O16 - DPF: {41F17733-B041-4099-A042-B518BB6A408C} - http://appldnld.m7z.net/qtinstall.in...lInstaller.exe
O16 - DPF: {56336BCB-3D8A-11D6-A00B-0050DA18DE71} (RdxIE Class) - http://software-dl.real.com/11a43a0a...p/RdxIE601.cab
O23 - Service: AVG7 Alert Manager Server (Avg7Alrt) - GRISOFT, s.r.o. - C:\PROGRA~1\Grisoft\AVGFRE~1\avgamsvr.exe
O23 - Service: AVG7 Update Service (Avg7UpdSvc) - GRISOFT, s.r.o. - C:\PROGRA~1\Grisoft\AVGFRE~1\avgupsvc.exe
O23 - Service: Kerio Personal Firewall 4 (KPF4) - Kerio Technologies - C:\Program Files\Kerio\Personal Firewall 4\kpf4ss.exe

End of KRC HijackThis Analyzer Log.
====================================================================

greyknight17 · 03-18-2005, 12:23 PM

OK, I think I know what the problem is here.
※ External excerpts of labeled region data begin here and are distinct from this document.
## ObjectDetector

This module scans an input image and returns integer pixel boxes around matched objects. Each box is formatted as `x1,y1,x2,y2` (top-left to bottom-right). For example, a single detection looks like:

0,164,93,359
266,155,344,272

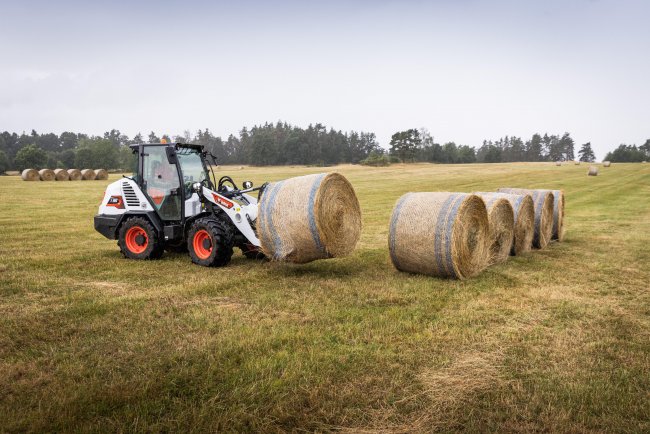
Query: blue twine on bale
307,173,327,253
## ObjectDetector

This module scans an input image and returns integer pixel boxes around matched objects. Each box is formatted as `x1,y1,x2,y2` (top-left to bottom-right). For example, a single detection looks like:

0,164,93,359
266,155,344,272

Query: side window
142,146,181,220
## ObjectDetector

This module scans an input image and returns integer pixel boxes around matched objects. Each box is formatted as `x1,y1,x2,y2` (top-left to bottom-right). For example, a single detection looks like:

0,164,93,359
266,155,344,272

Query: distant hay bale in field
68,169,81,181
20,169,41,181
257,173,361,263
54,169,70,181
81,169,95,181
38,169,55,181
474,193,512,264
498,188,555,249
95,169,108,181
388,192,490,279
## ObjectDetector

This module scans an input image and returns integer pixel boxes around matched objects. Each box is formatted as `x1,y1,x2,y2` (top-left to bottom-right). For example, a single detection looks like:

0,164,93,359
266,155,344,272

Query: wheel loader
94,143,266,267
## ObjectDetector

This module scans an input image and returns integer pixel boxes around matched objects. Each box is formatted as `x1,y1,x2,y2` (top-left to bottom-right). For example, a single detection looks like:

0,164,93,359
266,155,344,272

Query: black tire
117,217,163,259
237,243,266,259
187,217,234,267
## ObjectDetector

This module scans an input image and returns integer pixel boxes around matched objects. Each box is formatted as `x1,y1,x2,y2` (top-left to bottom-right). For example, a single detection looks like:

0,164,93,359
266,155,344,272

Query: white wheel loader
95,143,266,267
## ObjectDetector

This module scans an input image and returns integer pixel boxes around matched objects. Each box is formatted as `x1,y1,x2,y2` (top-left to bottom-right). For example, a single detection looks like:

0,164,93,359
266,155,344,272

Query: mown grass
0,164,650,432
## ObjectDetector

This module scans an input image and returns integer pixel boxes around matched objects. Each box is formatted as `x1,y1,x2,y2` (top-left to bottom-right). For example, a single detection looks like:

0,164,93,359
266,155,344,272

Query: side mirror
165,146,176,164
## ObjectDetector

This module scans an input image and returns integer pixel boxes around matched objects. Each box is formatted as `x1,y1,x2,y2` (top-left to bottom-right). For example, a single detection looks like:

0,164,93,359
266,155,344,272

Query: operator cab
131,143,214,224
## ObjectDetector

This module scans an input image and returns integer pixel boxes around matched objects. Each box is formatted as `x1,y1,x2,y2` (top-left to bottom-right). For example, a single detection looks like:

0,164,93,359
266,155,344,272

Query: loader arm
201,186,260,247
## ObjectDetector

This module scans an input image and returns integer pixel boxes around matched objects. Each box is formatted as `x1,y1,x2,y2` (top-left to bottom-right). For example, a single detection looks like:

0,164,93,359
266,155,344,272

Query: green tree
578,142,596,163
14,144,47,170
390,128,422,162
605,144,646,163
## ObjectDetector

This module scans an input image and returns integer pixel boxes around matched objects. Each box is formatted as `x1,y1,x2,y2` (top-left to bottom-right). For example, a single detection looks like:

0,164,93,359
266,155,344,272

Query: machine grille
122,181,140,207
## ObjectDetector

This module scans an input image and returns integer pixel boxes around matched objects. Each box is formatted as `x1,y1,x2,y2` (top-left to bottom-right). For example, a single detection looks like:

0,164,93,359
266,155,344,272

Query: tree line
0,122,650,173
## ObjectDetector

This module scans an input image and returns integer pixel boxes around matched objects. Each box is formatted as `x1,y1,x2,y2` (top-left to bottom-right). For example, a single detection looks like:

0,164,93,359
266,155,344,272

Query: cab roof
129,143,203,152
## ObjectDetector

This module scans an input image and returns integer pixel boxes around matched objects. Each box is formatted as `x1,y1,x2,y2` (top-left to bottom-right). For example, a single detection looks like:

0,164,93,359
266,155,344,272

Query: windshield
176,148,209,197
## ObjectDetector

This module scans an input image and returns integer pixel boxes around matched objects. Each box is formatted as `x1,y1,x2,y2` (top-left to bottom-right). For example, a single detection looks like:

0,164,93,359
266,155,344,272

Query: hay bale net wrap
20,169,41,181
474,193,515,264
257,173,361,263
81,169,95,181
388,192,490,279
68,169,81,181
54,169,70,181
94,169,108,181
498,188,555,249
38,169,55,181
476,192,535,255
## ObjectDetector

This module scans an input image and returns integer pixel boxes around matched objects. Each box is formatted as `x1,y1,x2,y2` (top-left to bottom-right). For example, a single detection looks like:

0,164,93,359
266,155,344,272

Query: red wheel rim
124,226,149,255
192,229,212,259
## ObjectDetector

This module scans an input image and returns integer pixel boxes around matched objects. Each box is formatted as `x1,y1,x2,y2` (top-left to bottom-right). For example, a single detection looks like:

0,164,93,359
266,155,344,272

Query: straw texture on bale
498,188,555,249
68,169,81,181
474,193,515,264
477,192,535,255
20,169,41,181
54,169,70,181
95,169,108,181
81,169,95,181
388,192,490,279
257,173,361,263
38,169,55,181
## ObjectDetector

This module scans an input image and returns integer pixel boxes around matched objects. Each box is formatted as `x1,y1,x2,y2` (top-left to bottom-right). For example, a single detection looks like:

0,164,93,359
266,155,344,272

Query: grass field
0,164,650,432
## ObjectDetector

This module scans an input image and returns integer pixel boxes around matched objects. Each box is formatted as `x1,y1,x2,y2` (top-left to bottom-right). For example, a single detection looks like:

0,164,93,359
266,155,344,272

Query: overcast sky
0,0,650,158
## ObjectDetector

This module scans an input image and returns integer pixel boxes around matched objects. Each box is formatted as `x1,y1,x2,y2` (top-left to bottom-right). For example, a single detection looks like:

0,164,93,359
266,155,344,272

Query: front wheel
187,217,233,267
117,217,163,259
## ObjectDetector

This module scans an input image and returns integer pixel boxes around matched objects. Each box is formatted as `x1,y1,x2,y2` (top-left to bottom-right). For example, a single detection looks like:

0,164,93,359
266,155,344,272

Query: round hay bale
474,193,512,264
257,173,361,264
54,169,70,181
68,169,81,181
20,169,41,181
388,192,490,279
38,169,55,181
477,192,535,255
81,169,95,181
498,188,555,249
95,169,108,181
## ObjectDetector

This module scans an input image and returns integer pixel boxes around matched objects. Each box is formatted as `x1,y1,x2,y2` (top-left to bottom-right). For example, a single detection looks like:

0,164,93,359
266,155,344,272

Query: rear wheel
117,217,163,259
187,217,233,267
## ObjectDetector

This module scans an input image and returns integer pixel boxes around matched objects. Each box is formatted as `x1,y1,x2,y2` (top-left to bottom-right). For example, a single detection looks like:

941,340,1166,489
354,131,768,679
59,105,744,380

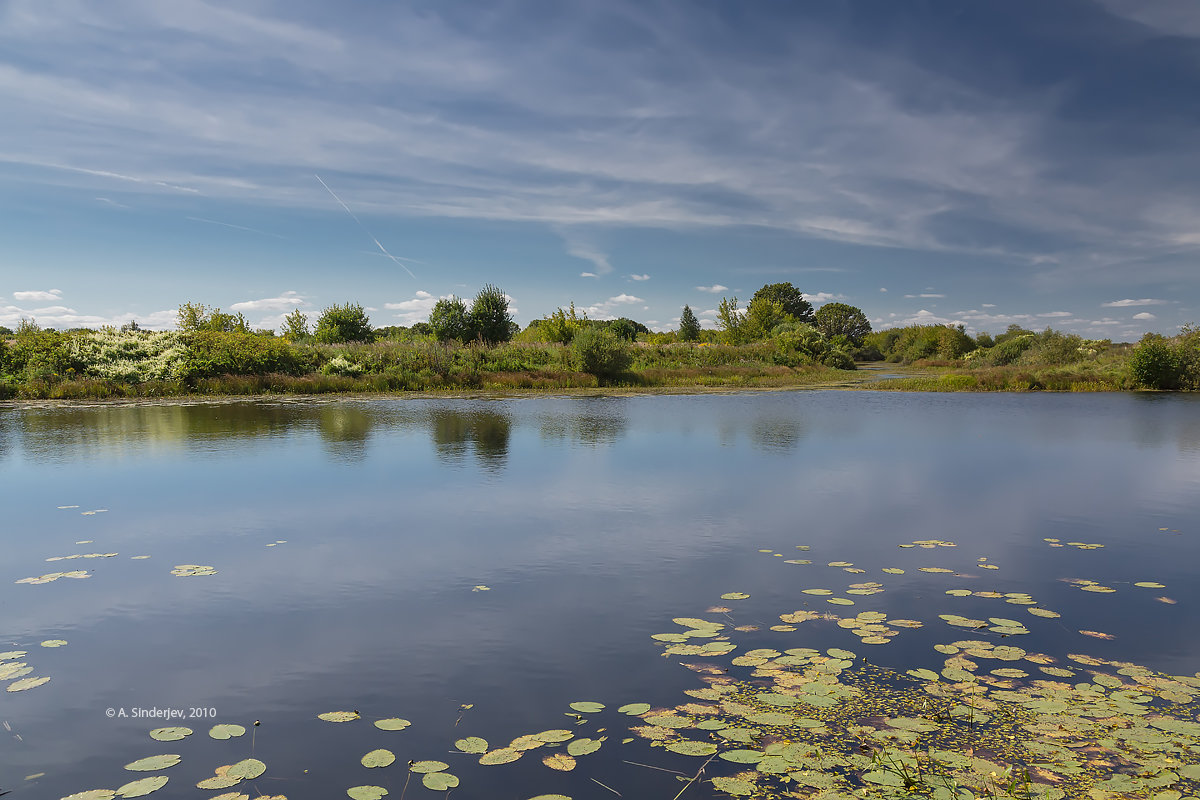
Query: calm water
0,391,1200,800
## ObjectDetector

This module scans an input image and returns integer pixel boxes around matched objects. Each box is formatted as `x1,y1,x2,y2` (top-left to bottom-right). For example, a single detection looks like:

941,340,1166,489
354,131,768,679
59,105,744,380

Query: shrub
1129,333,1183,389
571,327,634,381
430,295,475,342
67,327,187,384
470,283,512,344
181,331,301,379
313,303,372,344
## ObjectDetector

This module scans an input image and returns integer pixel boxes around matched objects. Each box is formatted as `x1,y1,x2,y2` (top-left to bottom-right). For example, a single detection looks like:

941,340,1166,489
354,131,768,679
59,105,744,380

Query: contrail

Is that the only problem you are experiencing now? We'll fix that up now.

Please print out or copy this page to Notepad. Make sure to work through the fixes in the exact order it is mentioned below. If there's anything that you don't understand, ask your question(s) before proceeding with the fixes. You should not have any open browsers when you are following the procedures below.

Download KillBox (http://www.greyknight17.com/spy/KillBox.exe). Run KillBox and check the box that says 'End Explorer Shell While Killing File'. Next click on 'Delete on Reboot'. For each of the following files below, check the box that says 'Unregister .dll Before Deleting' if it's not grayed out. Copy and paste each of the following into KillBox (hitting the X button for each file - choose NO when it asks if you want to reboot):

c:\recycler\desktop.ini

Make sure to close any open browsers. Run a scan in HijackThis. Check each of the following and hit 'Fix checked' (after checking them) if they still exist (make sure not to miss any):

R0 - HKLM\Software\Microsoft\Internet Explorer\Main,Start Page =
R0 - HKCU\Software\Microsoft\Internet Explorer\Main,Local Page =
R0 - HKLM\Software\Microsoft\Internet Explorer\Main,Local Page =
O16 - DPF: {41F17733-B041-4099-A042-B518BB6A408C} - http://appldnld.m7z.net/qtinstall.i...llInstaller.exe
O16 - DPF: {56336BCB-3D8A-11D6-A00B-0050DA18DE71} (RdxIE Class) - http://software-dl.real.com/11a43a0...ip/RdxIE601.cab

Restart and run new HijackThis scan. If there were some entries that didn't show up in Safe Mode, you may check and fix those that appear now in normal mode (if you do that, make sure to run a new scan again). Save the log file and run KRC HijackThis Analyzer in the same folder to get the result.txt log. Just post the contents of the result.txt file in the forum.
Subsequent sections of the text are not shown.